Friends, this church is called to be a redemptive presence for the children and the youth of this community. There are some things we must do. We must sustain our after-school program. It is our personal presence that will help those children flourish. We must grow our Sunday School, which needs more teachers, and our Children’s Worship, and our nursery, and our Children’s choir and our youth choir and our Love Alive youth group and our Vacation Bible School. We must. It is not sufficient to hire staff and expect them to do the job. It’s a mistake to think that hired help, as good as they are, can do it. We are not sending the message that we care, really care, if that’s all we do. God sent the Holy Spirit as an abiding presence, a loving, caring, personal presence, for each of us who ask. If God will do that for us, can we do less for our children?

Pastor Bruce Larson, out in Seattle, tells of a woman he knows who bought about a hundred cheap purses. Each night she goes out, carrying one of these purses. She goes to a rough part of town, where young toughs hang out. She knows, that her purse will be snatched. She’s planned for it. And that’s exactly what happens, nearly every night. But when a young thief runs off around the corner and opens the purse, he finds no money, no wallet, no credit cards. But he does find a note. And the note reads, “Maybe you have snatched this purse because you are hungry. Call me (and she gives her phone number) and I will give you a meal. Or maybe you have grabbed this purse because you don’t see any other way to live. Call me and I will show you a more excellent way.” Do you know that this woman has now led to Christ more than fifty young people, through her presence?

The late comedian Erma Bombeck wrote in one of her articles that someone had asked her if she would change anything if she could live her life over again.
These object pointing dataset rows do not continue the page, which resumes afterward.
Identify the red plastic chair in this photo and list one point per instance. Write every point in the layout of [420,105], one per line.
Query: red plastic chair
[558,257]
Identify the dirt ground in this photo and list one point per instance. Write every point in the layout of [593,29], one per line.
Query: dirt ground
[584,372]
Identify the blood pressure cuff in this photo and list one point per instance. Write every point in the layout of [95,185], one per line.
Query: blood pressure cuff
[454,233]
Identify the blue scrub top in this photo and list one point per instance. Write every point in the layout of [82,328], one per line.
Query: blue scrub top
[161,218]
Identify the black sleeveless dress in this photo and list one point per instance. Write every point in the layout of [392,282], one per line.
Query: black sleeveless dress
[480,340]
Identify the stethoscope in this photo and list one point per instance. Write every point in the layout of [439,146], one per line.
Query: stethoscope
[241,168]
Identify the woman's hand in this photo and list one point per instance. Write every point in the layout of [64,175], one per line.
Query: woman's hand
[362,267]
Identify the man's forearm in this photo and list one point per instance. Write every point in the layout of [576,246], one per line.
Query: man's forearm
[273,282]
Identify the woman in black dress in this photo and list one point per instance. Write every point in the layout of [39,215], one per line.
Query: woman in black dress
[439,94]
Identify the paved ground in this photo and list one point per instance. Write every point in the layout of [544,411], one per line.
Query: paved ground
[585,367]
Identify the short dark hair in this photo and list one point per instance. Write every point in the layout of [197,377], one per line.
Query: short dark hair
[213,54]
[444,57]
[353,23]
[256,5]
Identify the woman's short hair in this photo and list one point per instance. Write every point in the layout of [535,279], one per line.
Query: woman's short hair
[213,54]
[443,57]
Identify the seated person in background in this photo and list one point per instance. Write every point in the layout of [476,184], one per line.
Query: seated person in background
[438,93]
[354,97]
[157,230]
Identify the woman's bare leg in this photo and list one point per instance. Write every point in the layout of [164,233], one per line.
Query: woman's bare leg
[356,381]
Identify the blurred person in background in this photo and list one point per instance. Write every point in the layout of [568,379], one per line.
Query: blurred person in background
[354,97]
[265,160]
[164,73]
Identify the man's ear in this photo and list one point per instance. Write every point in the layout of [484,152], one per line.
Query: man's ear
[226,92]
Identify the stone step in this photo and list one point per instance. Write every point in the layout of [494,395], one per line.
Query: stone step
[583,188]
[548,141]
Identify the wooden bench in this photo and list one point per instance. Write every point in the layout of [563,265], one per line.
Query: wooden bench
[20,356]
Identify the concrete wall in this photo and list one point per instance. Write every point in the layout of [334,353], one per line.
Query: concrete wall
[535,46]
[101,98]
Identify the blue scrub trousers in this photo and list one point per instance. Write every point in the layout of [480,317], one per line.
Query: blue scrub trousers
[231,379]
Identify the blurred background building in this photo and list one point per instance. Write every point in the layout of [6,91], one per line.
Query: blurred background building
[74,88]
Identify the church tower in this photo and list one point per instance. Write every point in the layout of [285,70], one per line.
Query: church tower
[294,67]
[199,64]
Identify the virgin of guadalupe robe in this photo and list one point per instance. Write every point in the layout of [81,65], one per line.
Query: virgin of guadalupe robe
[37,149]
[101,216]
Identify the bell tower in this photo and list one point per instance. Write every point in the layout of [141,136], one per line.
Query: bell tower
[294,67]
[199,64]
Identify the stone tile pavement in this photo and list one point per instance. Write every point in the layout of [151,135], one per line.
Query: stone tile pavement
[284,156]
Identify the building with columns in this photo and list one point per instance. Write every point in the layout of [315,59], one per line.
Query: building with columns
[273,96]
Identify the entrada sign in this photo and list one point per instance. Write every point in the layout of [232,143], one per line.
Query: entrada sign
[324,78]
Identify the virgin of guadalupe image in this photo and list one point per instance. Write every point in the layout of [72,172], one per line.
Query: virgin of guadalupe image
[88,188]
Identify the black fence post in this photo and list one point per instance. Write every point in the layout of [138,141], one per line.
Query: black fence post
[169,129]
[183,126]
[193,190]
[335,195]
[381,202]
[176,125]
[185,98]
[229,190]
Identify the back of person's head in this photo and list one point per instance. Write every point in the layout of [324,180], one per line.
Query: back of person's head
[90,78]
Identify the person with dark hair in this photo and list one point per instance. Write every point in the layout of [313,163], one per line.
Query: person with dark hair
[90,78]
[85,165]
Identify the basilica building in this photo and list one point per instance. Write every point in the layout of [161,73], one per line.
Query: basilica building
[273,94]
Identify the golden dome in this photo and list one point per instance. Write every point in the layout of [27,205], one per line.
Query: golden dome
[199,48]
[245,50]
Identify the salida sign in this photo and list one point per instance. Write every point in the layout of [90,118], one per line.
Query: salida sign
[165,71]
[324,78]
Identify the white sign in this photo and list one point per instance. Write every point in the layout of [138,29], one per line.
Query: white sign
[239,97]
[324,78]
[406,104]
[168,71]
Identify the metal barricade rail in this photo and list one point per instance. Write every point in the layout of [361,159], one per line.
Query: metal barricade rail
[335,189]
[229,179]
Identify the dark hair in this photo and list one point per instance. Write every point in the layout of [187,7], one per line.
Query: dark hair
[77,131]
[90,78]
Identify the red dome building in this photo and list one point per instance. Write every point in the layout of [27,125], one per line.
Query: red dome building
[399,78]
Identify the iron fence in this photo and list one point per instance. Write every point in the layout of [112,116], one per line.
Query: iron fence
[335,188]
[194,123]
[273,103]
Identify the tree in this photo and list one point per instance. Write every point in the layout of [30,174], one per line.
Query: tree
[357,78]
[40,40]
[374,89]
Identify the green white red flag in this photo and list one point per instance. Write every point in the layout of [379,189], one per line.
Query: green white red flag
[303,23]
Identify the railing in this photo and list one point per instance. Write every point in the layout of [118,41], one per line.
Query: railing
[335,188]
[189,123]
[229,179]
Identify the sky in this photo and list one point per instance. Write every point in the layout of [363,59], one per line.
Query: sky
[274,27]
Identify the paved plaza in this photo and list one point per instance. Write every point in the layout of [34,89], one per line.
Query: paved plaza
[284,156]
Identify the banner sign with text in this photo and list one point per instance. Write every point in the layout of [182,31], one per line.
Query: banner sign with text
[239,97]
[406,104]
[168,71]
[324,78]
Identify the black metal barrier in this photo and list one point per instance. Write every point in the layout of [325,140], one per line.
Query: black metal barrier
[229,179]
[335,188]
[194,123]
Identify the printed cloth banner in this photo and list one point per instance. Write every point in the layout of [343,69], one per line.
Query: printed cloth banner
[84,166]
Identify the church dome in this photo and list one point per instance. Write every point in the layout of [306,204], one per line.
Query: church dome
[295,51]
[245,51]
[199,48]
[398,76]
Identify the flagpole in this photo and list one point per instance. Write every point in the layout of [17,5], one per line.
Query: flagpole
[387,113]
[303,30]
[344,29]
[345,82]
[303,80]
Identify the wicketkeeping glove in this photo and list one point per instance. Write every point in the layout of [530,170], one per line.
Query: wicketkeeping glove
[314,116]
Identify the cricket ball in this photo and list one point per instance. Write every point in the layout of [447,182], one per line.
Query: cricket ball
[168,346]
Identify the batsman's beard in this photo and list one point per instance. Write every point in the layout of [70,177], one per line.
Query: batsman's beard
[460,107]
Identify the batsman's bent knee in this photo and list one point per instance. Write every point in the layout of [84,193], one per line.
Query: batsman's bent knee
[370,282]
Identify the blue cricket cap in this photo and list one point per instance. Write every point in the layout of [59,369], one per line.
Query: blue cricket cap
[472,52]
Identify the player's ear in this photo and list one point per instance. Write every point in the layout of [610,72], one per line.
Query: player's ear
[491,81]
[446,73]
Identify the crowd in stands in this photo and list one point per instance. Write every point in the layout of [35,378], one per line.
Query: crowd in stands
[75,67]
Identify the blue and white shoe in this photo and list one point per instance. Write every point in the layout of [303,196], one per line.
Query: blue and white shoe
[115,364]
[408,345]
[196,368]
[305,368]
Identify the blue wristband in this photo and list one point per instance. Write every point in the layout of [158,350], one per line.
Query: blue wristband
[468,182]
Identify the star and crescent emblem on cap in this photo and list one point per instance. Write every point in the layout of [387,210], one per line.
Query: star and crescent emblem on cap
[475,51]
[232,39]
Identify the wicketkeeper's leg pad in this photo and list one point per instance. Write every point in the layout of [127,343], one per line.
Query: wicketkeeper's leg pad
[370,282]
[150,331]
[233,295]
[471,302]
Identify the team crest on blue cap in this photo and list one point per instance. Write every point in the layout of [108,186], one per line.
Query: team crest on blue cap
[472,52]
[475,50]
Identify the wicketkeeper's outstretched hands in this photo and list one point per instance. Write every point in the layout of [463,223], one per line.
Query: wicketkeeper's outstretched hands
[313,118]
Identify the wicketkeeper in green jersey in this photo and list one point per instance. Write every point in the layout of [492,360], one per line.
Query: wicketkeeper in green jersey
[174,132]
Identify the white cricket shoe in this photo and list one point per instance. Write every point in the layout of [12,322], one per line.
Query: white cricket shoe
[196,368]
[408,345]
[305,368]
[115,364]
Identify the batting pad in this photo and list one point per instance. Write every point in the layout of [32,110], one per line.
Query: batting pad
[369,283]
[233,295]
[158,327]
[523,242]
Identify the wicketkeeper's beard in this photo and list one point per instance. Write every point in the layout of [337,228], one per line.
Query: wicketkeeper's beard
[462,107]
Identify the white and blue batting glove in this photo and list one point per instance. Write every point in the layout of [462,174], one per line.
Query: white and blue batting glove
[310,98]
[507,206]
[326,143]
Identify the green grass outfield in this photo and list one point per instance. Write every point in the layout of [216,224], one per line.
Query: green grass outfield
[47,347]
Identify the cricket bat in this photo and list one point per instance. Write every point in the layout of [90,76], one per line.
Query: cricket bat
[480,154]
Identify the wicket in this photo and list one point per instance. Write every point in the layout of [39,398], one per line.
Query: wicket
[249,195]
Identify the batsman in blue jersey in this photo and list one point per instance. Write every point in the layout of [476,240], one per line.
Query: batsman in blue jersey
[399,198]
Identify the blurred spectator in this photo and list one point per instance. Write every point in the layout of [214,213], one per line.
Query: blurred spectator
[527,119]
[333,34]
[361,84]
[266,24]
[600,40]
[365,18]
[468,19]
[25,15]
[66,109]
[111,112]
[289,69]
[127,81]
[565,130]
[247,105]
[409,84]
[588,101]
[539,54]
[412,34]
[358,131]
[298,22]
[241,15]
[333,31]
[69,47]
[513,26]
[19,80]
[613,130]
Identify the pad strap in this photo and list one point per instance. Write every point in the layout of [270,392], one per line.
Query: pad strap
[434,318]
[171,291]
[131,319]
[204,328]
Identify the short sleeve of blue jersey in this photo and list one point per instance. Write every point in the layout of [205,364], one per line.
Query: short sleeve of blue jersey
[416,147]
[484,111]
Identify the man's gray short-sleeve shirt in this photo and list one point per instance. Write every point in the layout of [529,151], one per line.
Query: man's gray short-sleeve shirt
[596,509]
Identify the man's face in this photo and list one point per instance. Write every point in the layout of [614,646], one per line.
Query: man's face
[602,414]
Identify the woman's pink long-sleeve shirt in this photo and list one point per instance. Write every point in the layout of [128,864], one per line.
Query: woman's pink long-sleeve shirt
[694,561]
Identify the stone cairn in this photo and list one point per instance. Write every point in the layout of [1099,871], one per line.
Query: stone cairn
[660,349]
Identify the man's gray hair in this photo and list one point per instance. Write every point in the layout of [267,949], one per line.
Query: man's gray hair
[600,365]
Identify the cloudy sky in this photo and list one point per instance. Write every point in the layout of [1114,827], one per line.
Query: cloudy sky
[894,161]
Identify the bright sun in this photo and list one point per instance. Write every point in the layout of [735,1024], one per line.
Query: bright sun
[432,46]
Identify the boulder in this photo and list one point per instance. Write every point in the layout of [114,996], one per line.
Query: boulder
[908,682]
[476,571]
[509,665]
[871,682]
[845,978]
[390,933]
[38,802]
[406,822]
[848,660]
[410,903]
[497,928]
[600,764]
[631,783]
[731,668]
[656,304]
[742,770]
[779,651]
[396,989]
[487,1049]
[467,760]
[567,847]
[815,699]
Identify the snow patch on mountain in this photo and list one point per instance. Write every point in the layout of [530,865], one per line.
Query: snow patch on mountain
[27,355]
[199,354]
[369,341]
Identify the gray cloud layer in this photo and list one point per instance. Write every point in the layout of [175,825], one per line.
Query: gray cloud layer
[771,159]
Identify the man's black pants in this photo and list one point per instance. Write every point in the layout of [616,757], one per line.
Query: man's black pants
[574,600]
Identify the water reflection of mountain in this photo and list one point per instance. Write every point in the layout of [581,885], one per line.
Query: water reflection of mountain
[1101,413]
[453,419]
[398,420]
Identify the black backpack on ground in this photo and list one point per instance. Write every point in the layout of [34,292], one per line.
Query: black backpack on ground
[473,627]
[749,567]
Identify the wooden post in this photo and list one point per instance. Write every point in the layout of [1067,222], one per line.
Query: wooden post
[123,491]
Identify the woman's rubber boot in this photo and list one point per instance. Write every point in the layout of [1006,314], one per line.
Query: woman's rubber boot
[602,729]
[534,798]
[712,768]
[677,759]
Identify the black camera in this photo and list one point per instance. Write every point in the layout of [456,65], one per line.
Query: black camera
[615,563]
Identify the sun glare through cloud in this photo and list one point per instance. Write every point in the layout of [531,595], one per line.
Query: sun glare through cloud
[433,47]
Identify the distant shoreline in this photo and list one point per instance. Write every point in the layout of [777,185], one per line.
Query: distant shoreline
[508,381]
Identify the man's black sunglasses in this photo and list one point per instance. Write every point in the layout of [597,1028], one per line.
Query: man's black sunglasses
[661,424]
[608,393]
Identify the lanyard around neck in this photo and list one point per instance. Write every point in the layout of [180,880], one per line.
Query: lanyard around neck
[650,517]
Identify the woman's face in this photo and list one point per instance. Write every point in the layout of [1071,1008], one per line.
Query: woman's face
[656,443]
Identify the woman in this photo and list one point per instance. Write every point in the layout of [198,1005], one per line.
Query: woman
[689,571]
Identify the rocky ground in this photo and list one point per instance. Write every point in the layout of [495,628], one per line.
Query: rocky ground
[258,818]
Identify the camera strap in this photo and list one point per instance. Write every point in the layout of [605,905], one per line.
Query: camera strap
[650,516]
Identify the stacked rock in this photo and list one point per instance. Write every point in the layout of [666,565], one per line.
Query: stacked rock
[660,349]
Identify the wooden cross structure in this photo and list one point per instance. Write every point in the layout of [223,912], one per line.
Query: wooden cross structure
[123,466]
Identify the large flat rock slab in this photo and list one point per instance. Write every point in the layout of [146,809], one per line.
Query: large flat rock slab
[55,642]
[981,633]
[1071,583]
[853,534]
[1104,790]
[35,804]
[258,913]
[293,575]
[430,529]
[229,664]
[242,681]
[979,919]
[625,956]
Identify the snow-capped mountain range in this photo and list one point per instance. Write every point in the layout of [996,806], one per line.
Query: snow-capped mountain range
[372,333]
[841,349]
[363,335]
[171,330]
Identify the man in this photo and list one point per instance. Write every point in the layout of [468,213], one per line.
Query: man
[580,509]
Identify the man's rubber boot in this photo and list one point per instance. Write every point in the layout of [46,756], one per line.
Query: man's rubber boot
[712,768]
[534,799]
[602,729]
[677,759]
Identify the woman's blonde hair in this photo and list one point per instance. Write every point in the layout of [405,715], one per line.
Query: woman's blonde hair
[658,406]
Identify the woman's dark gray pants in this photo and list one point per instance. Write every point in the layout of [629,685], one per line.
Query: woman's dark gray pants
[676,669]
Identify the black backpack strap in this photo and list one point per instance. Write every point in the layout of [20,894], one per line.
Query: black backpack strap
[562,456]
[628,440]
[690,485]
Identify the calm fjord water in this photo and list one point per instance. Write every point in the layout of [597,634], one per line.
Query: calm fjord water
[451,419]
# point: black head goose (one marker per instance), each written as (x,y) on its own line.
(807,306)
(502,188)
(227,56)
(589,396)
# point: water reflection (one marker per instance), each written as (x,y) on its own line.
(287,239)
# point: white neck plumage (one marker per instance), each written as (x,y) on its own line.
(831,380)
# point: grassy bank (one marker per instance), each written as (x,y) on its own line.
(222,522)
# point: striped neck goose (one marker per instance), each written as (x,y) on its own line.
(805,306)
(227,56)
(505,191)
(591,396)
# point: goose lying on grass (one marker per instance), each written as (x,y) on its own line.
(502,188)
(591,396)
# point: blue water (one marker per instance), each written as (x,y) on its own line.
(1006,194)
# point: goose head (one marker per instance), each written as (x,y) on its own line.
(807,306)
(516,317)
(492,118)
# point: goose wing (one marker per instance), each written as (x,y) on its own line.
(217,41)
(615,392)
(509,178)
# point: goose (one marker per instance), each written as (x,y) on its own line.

Erma Bombeck wrote, “If I had my life to live over again I would have waxed less and listened more... I would have invited friends over to dinner, even if the carpet was stained and the sofa faded.... I would have taken time to listen to my grandfather ramble about his youth. ... I would have sat cross-legged on the lawn with my children and never worried about the grass stains. I would have cried and laughed less while watching television and more while watching real life. ... When my child kissed me impetuously I would never have said, ‘Later, now go wash up for dinner.’ There would have been more ‘I love yous,’ more ‘I’m sorries,’ more ‘I’m listenings,’ but mostly ... I would seize every minute of [life], look at it and really see it, try it on, live it, exhaust it, and never give the minute back until there was nothing left of it.’” Presence. Presence.

That’s why God gives us His Holy Spirit. Presence from the Father. That’s why God gives us the power to be present for somebody else. Nothing else really matters.

Oh, and the Dear Abby letter? The one from the mother whose son was in jail, and she was complaining that Dad took him food instead of letting the taxpayers do it, and she thought it was sufficient just to send two packs of cigarettes a day? Dear Abby wrote back, “Dear Mother, Your husband is not just taking food to your son in jail. He is taking love. That’s what your son is really asking for.

Fish, nourishment; not snakes, sickness. Eggs, life, not scorpions, death. And most of all, like the gift of God’s Spirit, a presence. A presence.